Sunday, July 29, 2012

Facing Upsetting Truths

"What he'd thought of as a personal strength--he was happy to know about her only what she wanted him to know--was something more like selfishness. A childish willingness to remain in the dark, to avoid distressing conversations, upsetting truths. He had feared her secrets--or, more specifically, the emotional entanglements that might come with knowing them."

-Joe Hill, as character Jude,
Heart Shaped Box

I was struck by this quote when I was reading yesterday afternoon (sidebar: I only read this book in daylight hours, btw, because it's too scary to read after dark!).  I was surprised to find philosophy in the middle of my ghost story, but it's spot-on. It describes a trend that is rankling me:  a general unwillingness among so-called adults to step up and have necessary confrontations.

The jerks of the world allowed to continue on their jerky way, shoving the needs of others and even simple courtesy to the wayside simply because no one will call them on it.  They do it because they can. We stand there watching them go by, our broken pieces of precious things in our hands, just gobsmacked that people will be so rude. But do we do anything? Usually, no.

We give up before we begin. We don't think it will do any good.  Maybe we're afraid of having that anger and self-righteousness directed at us.  Maybe we're trying to have a live-and-let-live attitude and feel it's not our place to question someone else's choices. Maybe we wish we had the balls to be such blatant aggressive assholes ourselves. We're kind people, raised right, with an awareness of our needs in relation to needs of others. We take others into account. Or as the bullies would say: we're wusses.

Bullies depend on that. On innocent bystanders continuing to stand by. On people turning a blind eye because it's "not their business." Remember this?

First they came for the Socialists, and I did not speak out--
Because I was not a Socialist.

Then they came for the Trade Unionists, and I did not speak out--
Because I was not a Trade Unionist.
Then they came for the Jews, and I did not speak out--
Because I was not a Jew.
Then they came for me--and there was no one left to speak for me.
-Martin Niemöller 

We've learned nothing. 

It's not just in the big world that this comes into play. It's rampant in the small stuff, too. The day to day.

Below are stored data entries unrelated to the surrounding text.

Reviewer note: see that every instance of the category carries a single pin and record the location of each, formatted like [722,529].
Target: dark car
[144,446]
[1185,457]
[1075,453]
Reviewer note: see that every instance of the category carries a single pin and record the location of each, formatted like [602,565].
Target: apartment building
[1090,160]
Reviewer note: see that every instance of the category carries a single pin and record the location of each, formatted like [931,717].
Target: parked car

I watch coworkers afraid to offer any kind of criticism to coworkers, even clearly warranted and arguably necessary criticism that can avert disasters on small and large scales. I see bosses lecturing the whole staff rather than taking a problem up with the person who has the problem. I know parents afraid to enforce limits for their children, unable to face the tantrum.

I think, really? You can't face the wrath of a five year old to help create a better future adult?

When I'm most cynical, I think it's a symptom of how messed up society at large is. I know that I personally have never voted "for" anyone, just "against" the other guy. I am starting to truly believe that a person who can survive to be elected to high office in our country should therefore not be elected, because, obviously they are slippery, sly and not to be trusted. They are players.

Maybe it's really that, when the entire world is an upsetting truth, it's hard to open your heart and engage with any of it. There's just so much. It can swoop in, wash you down and drown you before you can extend the hand you intended to help with. It's dangerous, facing upsetting truths. But it's even more dangerous to pretend they don't exist.

So, let's start small. You don't have to start by taking on Congress.  How about calling your friend on it the next time she slams a gay person in your presence? How about telling a colleague that he is monopolizing the meeting? How about saying "no" and sticking to it even when your kiddo wheedles and whines like a champion?

The truth is often upsetting. It's not easy to face. Facing it might require something of you. But that's why they call us the grown-ups. Nothing will get better if we don't do something about it.
Unless someone like you cares a whole awful lot, nothing is going to get better. It's not.
Dr. Seuss, The Lorax
Now, put your big-girl panties on and get out there!